Requirements: Python 2.7 and no external libraries like Requests or BeautifulSoup :(
I get the error in the traceback from retrieveUrl when I call this url:
u'http://%E7%9F%A5%E3%81%A3%E5%BE%97%E8%A2%8B.biz/wp-content/uploads/2016/10/104743-300x225.jpg'
As you can see, my server already gives me that url nice and uriencoded-ready, but it still blows up.
def retrieveUrl(url):
req = urllib2.Request(url, None, {'User-Agent': 'Mozilla/5.0 (compatible; Anki)'})
filecontents = urllib2.urlopen(req).read()
path = unicode(urllib2.unquote(url.encode("utf8")), "utf8")
filename, file_extension = os.path.splitext(path)
return filename, file_extension, filecontents
Error Traceback
Traceback (most recent call last):
File "<stdin>", line 1, in <module>
File "C:\Python27\lib\urllib2.py", line 154, in urlopen
return opener.open(url, data, timeout)
File "C:\Python27\lib\urllib2.py", line 431, in open
response = self._open(req, data)
File "C:\Python27\lib\urllib2.py", line 449, in _open
'_open', req)
File "C:\Python27\lib\urllib2.py", line 409, in _call_chain
result = func(*args)
File "C:\Python27\lib\urllib2.py", line 1227, in http_open
return self.do_open(httplib.HTTPConnection, req)
File "C:\Python27\lib\urllib2.py", line 1194, in do_open
h.request(req.get_method(), req.get_selector(), req.data, headers)
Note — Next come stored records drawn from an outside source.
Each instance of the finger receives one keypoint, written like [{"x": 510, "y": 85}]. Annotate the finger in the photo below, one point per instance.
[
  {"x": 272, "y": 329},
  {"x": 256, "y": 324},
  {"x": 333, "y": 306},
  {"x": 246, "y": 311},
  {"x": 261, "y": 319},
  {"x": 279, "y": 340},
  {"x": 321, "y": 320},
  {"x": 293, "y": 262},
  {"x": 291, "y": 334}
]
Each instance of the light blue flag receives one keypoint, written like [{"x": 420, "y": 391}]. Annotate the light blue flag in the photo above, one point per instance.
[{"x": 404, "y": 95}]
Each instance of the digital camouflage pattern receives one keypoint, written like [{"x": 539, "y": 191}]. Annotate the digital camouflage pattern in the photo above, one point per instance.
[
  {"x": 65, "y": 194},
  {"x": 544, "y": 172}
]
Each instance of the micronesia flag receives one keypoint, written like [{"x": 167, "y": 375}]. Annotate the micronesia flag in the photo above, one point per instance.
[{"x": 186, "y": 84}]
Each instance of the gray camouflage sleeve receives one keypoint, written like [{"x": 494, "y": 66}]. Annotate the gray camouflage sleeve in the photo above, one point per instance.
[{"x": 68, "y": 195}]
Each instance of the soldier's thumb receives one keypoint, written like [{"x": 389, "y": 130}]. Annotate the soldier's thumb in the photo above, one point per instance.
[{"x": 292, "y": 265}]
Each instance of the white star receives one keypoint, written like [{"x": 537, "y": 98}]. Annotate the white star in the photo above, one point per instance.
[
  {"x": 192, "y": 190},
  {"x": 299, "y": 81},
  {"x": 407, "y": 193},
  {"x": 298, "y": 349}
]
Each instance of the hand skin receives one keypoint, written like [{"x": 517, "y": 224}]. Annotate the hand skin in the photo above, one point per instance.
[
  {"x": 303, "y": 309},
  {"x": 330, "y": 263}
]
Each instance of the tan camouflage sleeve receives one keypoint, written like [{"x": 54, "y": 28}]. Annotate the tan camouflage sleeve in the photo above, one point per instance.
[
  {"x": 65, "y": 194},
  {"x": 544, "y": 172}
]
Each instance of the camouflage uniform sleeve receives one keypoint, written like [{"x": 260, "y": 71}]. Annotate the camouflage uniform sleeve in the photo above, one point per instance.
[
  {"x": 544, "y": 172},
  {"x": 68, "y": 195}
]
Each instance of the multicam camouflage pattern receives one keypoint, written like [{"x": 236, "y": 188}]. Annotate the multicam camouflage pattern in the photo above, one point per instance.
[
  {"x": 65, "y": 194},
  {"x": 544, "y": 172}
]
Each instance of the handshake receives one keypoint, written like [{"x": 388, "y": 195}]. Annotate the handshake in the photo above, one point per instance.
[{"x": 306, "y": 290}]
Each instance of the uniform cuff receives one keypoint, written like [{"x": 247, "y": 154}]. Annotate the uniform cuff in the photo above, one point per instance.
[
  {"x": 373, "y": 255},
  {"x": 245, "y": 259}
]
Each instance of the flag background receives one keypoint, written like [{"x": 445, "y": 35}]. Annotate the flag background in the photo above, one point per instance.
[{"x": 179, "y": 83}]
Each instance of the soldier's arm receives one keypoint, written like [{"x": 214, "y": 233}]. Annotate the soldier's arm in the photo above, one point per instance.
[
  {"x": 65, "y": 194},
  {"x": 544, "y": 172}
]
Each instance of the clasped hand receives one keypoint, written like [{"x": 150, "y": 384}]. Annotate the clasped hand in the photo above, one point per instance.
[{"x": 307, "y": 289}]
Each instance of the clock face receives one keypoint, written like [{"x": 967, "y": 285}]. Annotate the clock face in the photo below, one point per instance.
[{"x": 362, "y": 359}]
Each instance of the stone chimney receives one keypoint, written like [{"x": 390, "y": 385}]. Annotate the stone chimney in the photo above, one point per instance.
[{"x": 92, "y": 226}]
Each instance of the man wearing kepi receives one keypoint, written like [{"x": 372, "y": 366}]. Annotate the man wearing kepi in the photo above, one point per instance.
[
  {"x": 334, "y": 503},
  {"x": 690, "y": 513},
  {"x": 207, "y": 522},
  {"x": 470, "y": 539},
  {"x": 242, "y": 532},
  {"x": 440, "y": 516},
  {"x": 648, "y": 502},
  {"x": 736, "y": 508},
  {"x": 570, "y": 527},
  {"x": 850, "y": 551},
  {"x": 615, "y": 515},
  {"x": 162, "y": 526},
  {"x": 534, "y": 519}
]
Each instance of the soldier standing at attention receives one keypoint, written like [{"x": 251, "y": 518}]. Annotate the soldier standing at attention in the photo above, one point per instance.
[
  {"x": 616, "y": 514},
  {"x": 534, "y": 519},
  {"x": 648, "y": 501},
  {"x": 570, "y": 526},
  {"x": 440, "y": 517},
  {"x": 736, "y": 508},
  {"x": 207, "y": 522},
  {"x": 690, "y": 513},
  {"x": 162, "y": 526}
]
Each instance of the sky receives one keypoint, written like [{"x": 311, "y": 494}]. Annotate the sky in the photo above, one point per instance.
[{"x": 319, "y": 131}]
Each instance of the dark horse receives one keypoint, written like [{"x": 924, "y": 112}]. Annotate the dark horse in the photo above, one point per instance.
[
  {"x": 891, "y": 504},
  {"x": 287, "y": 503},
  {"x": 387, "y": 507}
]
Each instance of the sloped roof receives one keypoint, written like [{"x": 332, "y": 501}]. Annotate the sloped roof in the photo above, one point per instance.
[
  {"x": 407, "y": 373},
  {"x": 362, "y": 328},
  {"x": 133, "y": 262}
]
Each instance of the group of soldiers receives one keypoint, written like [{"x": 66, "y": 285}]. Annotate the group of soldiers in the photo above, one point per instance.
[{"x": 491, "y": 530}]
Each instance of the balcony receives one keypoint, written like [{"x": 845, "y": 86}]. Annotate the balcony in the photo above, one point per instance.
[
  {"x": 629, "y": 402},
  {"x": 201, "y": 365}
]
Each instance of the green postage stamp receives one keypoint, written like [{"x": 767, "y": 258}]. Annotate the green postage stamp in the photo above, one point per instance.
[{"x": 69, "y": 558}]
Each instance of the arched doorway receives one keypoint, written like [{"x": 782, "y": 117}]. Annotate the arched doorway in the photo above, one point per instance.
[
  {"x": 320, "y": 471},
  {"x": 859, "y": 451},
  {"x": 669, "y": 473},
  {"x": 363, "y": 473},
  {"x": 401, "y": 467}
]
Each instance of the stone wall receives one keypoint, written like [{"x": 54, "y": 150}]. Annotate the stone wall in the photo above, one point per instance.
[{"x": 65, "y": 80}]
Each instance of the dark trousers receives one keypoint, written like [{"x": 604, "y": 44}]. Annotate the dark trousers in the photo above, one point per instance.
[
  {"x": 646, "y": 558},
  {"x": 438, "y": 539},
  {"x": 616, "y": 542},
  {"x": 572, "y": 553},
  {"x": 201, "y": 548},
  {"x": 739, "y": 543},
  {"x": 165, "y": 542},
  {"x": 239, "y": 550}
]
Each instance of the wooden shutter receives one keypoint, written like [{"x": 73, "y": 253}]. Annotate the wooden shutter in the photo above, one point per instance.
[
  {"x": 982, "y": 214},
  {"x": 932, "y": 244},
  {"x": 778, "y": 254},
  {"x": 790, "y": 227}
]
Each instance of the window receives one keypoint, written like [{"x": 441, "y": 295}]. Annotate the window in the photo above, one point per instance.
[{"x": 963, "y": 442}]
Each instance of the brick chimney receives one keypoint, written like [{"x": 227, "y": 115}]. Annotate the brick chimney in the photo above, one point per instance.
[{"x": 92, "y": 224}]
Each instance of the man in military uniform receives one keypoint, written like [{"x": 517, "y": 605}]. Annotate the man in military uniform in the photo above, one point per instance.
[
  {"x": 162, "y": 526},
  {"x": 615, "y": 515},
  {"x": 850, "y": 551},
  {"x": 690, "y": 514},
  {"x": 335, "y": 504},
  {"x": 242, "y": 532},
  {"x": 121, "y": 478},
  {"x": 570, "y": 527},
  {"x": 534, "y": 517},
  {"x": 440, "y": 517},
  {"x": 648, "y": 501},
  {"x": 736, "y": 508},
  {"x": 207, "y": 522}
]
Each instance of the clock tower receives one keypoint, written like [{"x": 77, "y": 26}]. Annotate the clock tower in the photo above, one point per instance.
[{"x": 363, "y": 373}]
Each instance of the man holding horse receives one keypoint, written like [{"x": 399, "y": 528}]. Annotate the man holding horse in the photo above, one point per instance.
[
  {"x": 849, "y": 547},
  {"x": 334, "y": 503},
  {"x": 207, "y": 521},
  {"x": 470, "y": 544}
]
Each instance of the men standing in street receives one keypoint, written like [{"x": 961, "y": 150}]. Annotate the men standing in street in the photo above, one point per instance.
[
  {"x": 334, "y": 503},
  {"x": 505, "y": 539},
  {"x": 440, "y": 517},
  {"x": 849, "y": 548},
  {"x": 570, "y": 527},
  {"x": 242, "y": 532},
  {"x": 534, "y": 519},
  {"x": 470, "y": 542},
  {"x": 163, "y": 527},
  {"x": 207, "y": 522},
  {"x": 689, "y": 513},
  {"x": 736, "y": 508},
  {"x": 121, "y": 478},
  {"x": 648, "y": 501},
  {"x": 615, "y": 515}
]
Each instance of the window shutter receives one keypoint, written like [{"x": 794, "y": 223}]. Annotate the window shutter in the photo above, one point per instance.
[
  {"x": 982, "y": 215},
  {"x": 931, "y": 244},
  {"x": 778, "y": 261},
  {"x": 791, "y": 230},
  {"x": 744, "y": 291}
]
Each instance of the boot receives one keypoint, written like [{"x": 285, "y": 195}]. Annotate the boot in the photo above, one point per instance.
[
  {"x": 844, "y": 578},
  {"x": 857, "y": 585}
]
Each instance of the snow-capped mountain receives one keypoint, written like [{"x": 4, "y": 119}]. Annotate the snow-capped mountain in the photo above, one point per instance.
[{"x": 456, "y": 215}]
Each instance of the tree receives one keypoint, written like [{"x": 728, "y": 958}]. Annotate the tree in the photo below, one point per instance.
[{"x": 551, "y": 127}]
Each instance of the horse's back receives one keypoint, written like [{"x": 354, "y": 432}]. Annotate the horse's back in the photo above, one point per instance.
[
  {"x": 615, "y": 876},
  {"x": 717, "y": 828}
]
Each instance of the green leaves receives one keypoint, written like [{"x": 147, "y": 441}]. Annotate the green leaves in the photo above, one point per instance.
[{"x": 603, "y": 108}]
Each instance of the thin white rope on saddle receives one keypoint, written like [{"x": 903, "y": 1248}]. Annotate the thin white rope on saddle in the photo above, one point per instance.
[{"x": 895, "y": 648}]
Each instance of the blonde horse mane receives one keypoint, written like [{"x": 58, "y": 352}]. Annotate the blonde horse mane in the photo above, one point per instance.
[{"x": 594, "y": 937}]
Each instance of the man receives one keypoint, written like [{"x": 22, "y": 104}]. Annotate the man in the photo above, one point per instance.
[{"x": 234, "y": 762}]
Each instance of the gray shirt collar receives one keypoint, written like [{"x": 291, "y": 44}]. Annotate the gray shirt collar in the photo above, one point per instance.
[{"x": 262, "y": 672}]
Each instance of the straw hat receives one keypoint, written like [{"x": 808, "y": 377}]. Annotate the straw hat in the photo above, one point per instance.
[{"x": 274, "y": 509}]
File "C:\Python27\lib\httplib.py", line 1057, in request
self._send_request(method, url, body, headers)
File "C:\Python27\lib\httplib.py", line 1097, in _send_request
self.endheaders(body)
File "C:\Python27\lib\httplib.py", line 1053, in endheaders
self._send_output(message_body)
File "C:\Python27\lib\httplib.py", line 897, in _send_output
self.send(msg)
File "C:\Python27\lib\httplib.py", line 859, in send
self.connect()
File "C:\Python27\lib\httplib.py", line 836, in connect
self.timeout, self.source_address)
File "C:\Python27\lib\socket.py", line 557, in create_connection
for res in getaddrinfo(host, port, 0, SOCK_STREAM):
File "C:\Python27\lib\encodings\idna.py", line 164, in encode
result.append(ToASCII(label))
File "C:\Python27\lib\encodings\idna.py", line 76, in ToASCII
label = nameprep(label)
File "C:\Python27\lib\encodings\idna.py", line 38, in nameprep
raise UnicodeError("Invalid character %r" % c)
UnicodeError: Invalid character u'\x9f'
I haven't managed to even figure out what character u'\x9f' is. Any ideas how I can fix that function to get the filecontents?